Informational An introduction to Service Mesh, the use-cases, and the problems it aims to solve.
In modern distributed environments, applications are broken up into small chunks of code that run inside of a container. These containers need to be able to communicate with each other, and while they normally can, in a Kubernetes environment, there is a higher order of control, visibility, and security that's required. Each of these containers, or services interact with other services, but must do so in an encrypted and authorized manner. There are other challenges with having coordinate service to service communication. What happens when one particular service is unavailable to provide a response? How would you troubleshoot this, and fix it so it doesn't happen again? How can we tune our applications to respond in an appropriate amount of time?
These are small subset of challenges when it comes to running and managing applications, or microservices on a network. The unpredictability of the network means we shouldn't rely too much on it being there. We also can't keep changing our code to adapt to changing network conditions, so what do we do?
Enter a Service Mesh. A Service Mesh is an application network layer that handles service-to-service communication, by providing a layer for granular traffic control, AuthN, AuthZ, and observability.
- Unreliable and changing networks that are complex, while having to adapt while your microservices scale
- Ensuring a near zero-trust like environment where, RBAC, AuthZ and AuthN are critical.
- Ensuring a data-loss prevention approach using encryption and traffic filtration techniques
- Determining and visualizing the health of an application and the characteristics of how it handles requests
- Ensuring availability and reliability of services.

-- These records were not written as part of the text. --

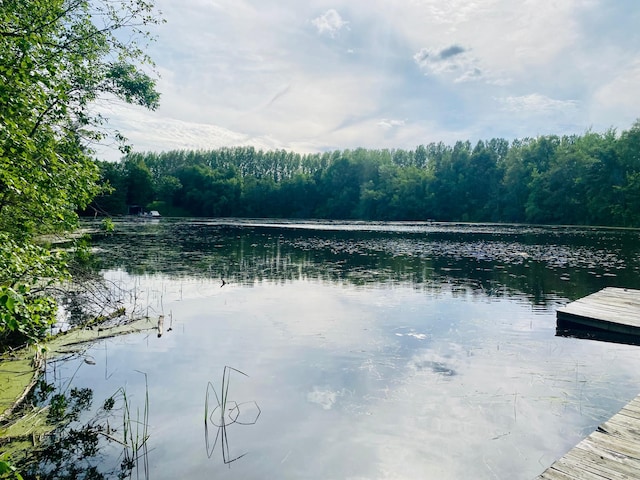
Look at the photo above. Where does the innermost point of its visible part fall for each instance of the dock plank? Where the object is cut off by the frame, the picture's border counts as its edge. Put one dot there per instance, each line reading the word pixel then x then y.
pixel 613 309
pixel 612 452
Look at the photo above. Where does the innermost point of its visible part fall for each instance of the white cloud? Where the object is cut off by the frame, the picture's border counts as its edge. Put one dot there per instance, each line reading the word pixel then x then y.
pixel 329 23
pixel 389 123
pixel 535 103
pixel 453 60
pixel 411 73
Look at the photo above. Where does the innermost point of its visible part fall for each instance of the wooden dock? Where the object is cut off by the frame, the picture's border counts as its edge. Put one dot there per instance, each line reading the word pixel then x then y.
pixel 612 452
pixel 611 309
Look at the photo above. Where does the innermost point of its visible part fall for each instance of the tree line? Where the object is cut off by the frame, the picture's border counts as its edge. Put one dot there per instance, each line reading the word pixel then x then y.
pixel 57 57
pixel 588 179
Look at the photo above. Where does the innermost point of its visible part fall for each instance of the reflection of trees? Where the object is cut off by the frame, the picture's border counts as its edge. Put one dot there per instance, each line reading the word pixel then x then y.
pixel 488 260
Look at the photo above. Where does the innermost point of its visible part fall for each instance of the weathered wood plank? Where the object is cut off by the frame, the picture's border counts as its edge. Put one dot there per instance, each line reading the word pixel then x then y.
pixel 612 452
pixel 613 309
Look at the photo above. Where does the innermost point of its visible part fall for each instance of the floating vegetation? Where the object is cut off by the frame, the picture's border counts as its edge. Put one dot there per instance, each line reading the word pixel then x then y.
pixel 478 256
pixel 224 414
pixel 63 447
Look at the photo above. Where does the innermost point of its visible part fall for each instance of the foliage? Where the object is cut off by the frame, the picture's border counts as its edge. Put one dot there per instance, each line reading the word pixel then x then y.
pixel 57 59
pixel 7 470
pixel 580 179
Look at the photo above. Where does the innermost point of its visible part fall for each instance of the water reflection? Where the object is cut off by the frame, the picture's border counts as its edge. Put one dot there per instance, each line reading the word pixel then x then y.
pixel 543 263
pixel 375 351
pixel 226 413
pixel 108 443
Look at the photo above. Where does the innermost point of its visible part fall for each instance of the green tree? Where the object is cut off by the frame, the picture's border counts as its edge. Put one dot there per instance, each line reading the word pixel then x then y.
pixel 57 57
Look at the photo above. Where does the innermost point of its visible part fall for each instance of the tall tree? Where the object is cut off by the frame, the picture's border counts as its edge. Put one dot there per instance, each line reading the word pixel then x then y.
pixel 57 57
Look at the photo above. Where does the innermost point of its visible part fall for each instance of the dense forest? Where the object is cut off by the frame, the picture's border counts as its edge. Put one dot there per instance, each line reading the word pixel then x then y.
pixel 591 179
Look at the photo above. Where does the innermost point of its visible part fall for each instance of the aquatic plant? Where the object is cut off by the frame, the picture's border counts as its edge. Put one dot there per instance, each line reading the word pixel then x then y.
pixel 226 413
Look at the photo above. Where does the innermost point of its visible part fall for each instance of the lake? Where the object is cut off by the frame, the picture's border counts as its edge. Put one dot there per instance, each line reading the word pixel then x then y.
pixel 353 350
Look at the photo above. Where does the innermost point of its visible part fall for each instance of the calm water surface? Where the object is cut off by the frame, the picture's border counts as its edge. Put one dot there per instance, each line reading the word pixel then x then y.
pixel 371 351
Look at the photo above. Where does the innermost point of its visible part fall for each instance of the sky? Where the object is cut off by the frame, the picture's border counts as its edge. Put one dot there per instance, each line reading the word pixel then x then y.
pixel 313 76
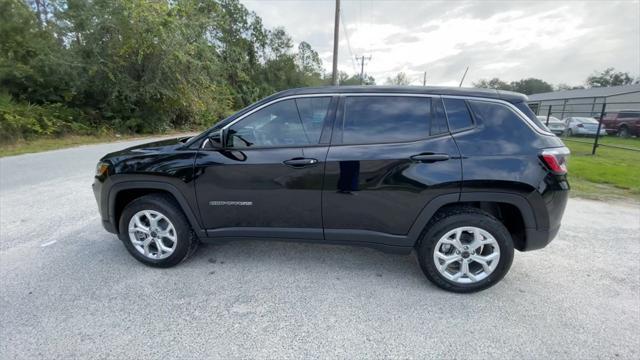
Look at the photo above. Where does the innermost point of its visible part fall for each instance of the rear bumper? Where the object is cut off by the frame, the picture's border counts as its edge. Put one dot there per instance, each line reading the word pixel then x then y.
pixel 537 239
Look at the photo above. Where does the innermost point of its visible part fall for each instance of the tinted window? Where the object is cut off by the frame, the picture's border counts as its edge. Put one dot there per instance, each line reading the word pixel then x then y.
pixel 527 111
pixel 458 114
pixel 274 125
pixel 439 121
pixel 375 119
pixel 313 111
pixel 498 116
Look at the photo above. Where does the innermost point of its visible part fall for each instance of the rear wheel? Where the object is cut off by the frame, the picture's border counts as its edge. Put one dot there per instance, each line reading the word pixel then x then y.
pixel 465 250
pixel 155 231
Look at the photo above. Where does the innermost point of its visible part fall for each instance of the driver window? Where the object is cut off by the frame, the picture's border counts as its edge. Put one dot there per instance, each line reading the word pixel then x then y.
pixel 277 125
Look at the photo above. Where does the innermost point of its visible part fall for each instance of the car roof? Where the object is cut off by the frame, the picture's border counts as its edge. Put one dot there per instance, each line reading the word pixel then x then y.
pixel 509 96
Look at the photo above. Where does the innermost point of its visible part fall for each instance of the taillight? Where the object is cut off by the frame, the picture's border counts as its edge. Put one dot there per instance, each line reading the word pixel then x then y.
pixel 556 159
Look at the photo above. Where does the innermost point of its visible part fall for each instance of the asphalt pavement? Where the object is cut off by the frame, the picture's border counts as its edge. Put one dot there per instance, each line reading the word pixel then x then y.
pixel 69 289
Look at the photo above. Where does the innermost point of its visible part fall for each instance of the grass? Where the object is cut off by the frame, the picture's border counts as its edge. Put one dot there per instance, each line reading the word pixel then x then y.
pixel 610 174
pixel 45 144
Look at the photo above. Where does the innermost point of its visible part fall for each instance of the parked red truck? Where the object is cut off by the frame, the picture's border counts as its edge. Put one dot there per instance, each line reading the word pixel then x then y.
pixel 623 123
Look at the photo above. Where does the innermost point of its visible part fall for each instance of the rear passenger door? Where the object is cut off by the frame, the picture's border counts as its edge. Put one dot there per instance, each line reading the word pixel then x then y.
pixel 389 156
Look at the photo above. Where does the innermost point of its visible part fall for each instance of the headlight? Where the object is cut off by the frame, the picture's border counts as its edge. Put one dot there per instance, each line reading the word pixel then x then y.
pixel 102 168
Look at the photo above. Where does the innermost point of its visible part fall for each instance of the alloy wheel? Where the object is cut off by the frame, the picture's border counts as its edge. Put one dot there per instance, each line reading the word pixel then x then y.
pixel 152 234
pixel 466 255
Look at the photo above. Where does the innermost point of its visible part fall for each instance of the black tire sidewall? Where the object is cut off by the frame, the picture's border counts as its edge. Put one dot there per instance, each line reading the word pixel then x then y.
pixel 165 207
pixel 475 219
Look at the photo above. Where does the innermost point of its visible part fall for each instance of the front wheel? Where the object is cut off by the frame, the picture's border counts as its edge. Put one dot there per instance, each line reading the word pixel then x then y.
pixel 465 250
pixel 155 231
pixel 623 132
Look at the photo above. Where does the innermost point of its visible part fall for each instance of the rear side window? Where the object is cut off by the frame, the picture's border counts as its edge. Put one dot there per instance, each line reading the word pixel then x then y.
pixel 313 111
pixel 457 114
pixel 627 115
pixel 379 119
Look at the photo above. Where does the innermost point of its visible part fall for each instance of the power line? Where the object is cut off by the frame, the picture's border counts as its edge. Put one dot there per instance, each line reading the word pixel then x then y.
pixel 346 34
pixel 336 38
pixel 362 60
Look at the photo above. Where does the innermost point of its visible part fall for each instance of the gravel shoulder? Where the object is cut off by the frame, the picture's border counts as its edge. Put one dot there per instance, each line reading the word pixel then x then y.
pixel 70 290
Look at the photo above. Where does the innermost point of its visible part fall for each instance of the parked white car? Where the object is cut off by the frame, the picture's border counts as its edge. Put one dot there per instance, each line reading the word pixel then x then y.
pixel 583 126
pixel 555 125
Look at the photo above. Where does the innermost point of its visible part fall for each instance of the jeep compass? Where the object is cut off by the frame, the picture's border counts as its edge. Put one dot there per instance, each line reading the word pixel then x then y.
pixel 461 176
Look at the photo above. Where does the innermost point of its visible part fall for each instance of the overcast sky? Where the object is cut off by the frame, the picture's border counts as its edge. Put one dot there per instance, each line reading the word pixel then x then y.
pixel 559 42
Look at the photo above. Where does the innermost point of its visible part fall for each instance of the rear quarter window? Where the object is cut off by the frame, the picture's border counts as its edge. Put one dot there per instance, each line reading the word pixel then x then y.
pixel 524 107
pixel 457 114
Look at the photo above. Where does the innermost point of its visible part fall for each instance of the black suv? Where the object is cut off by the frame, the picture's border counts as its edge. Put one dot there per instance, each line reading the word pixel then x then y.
pixel 463 176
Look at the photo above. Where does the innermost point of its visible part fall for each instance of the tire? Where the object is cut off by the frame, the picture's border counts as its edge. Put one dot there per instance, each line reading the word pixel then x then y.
pixel 448 222
pixel 177 245
pixel 623 132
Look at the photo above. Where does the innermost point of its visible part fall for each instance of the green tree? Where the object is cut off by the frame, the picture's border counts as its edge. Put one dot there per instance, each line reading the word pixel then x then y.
pixel 609 77
pixel 400 79
pixel 494 83
pixel 531 86
pixel 139 65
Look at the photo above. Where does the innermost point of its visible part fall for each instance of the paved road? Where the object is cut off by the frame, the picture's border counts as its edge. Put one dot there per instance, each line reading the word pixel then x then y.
pixel 68 289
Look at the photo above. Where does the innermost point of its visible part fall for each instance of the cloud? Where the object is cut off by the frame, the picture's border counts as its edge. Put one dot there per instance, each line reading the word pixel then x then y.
pixel 560 42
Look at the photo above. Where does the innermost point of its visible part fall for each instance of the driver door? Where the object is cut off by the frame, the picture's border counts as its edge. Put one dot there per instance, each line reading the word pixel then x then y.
pixel 267 181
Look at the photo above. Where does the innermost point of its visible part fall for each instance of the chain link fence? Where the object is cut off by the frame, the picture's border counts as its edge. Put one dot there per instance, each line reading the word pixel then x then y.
pixel 616 127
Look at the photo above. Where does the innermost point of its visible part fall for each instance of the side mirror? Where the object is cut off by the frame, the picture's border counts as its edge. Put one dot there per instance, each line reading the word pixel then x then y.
pixel 218 139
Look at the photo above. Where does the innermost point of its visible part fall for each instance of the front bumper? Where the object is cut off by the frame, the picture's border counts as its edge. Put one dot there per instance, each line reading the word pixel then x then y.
pixel 97 187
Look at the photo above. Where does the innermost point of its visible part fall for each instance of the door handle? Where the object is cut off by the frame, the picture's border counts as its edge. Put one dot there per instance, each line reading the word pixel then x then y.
pixel 430 157
pixel 300 162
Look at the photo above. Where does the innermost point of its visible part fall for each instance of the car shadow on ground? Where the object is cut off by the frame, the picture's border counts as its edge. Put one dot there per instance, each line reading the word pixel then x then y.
pixel 308 257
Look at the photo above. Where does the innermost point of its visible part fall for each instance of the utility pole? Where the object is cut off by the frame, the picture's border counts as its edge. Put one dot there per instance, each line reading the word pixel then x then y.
pixel 362 59
pixel 463 76
pixel 336 39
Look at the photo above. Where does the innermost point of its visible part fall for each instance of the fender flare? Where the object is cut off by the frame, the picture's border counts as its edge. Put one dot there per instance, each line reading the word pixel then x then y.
pixel 435 204
pixel 153 185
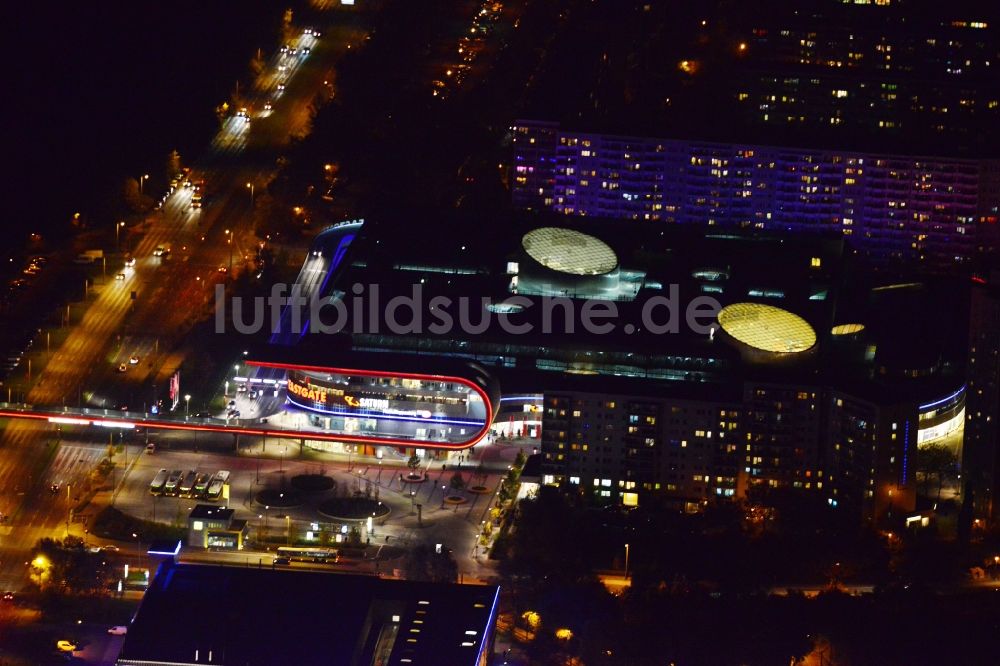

Here are key features of a service mesh:
- Load balancing of services
- Service discovery across multiple environments
- Granular traffic control and routing of HTTP and gRPC requests
- Automatic retries of requests
- Fault injection for resiliency
- Logging, monitoring and metrics
- Peer authentication and authorization
- Service-to-service encryption with mTLS
A service mesh usually has a few key components:
- A control plane for which to deploy configurations to
- A data plane implemented in both the sidecar and gateways
- The Kubernetes cluster it resides on
To describe how a service mesh behaves, an operator will apply a traffic routing or security policy, and the service mesh control plane will push any configurations or policy to either the gateways or sidecar proxies. The gateway and sidecars will enforce any traffic rule. In the diagram above, the ingress gateway is the first to receive the external inbound request. It will forward it along to the first service in the request path, service A. Service A has a sidecar to process this request, and send back any telemetry data to the control plane. There's more to this but we'll explore in depth in the following days.
Kubernetes has some challenges in how it can handle things like multi-cluster and cross-cluster communication, identity stewardship. What a Service Mesh does is it takes on the responsibilities for things like:
- certificate rotation and management
- encryption between services
- granular traffic routing by way of Ingress and service-to-service routing
- visibility and metrics of application health
There are PLENTY of service mesh offerings out there. Some are highly proprietary while others are very open. We will cover some options for the next day, Comparing Different Service Meshes. Here's a start to get a sense of what Service Mesh solutions are out there.
Istio is an open-source service mesh built by Google, IBM, and Lyft, and currently actively developed on and maintained by companies such as Solo.io. It is based on the Envoy proxy which is adopted for the sidecar pattern. Istio offers a high degree of customization and extensibility with advanced traffic routing, observability, and security for microservices. A new mode of operation for sidecar-less service mesh, called Ambient Mesh, was launched in 2022.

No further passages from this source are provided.